Surpluses of men will destabilize society and   negative social consequences—it may lead to more rape, child marriage of girls, domestic violence and greater perceptions of sexual harassment.

INDIA’S LEGISLATIVE MEASURES

Pre-natal gender determination sex selection practice is banned in India since 1994, under Pre-conception and Prenatal Diagnostic Techniques (Prohibition of Sex Selection) Act. The above Act aims at prevention of sex-selective abortion; prohibits medical professionals from revealing the future sex of a fetus to a pregnant woman.

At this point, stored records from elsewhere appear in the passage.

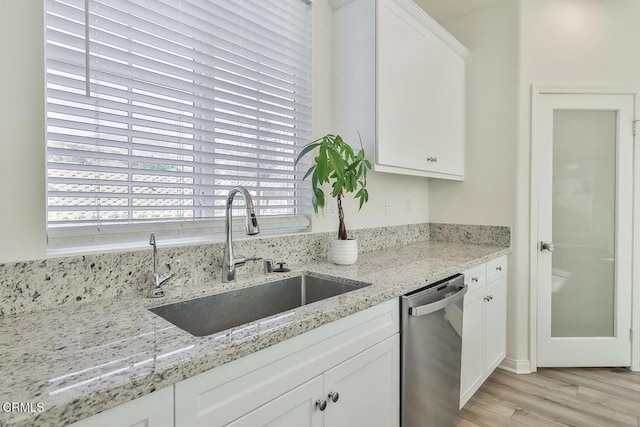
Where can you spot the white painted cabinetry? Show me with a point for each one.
(286, 384)
(151, 410)
(349, 384)
(484, 329)
(399, 81)
(289, 383)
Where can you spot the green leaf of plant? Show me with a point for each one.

The Medical Termination of Pregnancy Act, 1971 (MTP) do not, under any circumstance, allow sex determination tests to be undertaken with the intent to terminate the life of a fetus developing in the mother’s womb, unless there are other absolute indications for termination of the pregnancy as specified in the MTP Act of 1971. Also the government    launched Beti Bachao, Beti Padhao campaign in January 2015. It also launched several conditional cash transfer schemes such as Balika Samriddhi Yojana and Dhanalakshmi Scheme.

WHAT NEED TO BE DONE

  1. Increased the status of women; more female employment in the labor market, new laws and policies to improve gender equality and awareness-raising campaigns through the media.
  2. Short-term measures such as providing incentives for families with daughters may help to increase the perceived value of girls, supplementing with  longer-term efforts to change deep-rooted thinking and attitudes .
  3. Legal restrictions in isolation from broader social policies and other measures to address deep seated social norms and effect behaviour change may be ineffective. These include laws for more equitable patterns of inheritance, and measures such as direct subsidies at the time of a girl’s birth, scholarship programmes, gender-based school quotas or financial incentives, or pension programmes for families with girls only.
  4. Methodologies should also be developed to evaluate the impact of legislative changes, new policies, incentive programmes, and awareness and media efforts. Documenting and analysing the reasons for the success or failure of specific and collective interventions must be part of this process and be given high priority and sufficient resources.
  5. All programmes that aim to encourage behaviour change, it will be essential to complement national-level activities with mutually reinforcing activities at the local level in order to fully engage communities.                     

    Sex ratio is used to describe the number of females per 1000 of males.

    Child Sex Ratio is defined as the number of females per thousand males in the age group 0–6 years in a human population.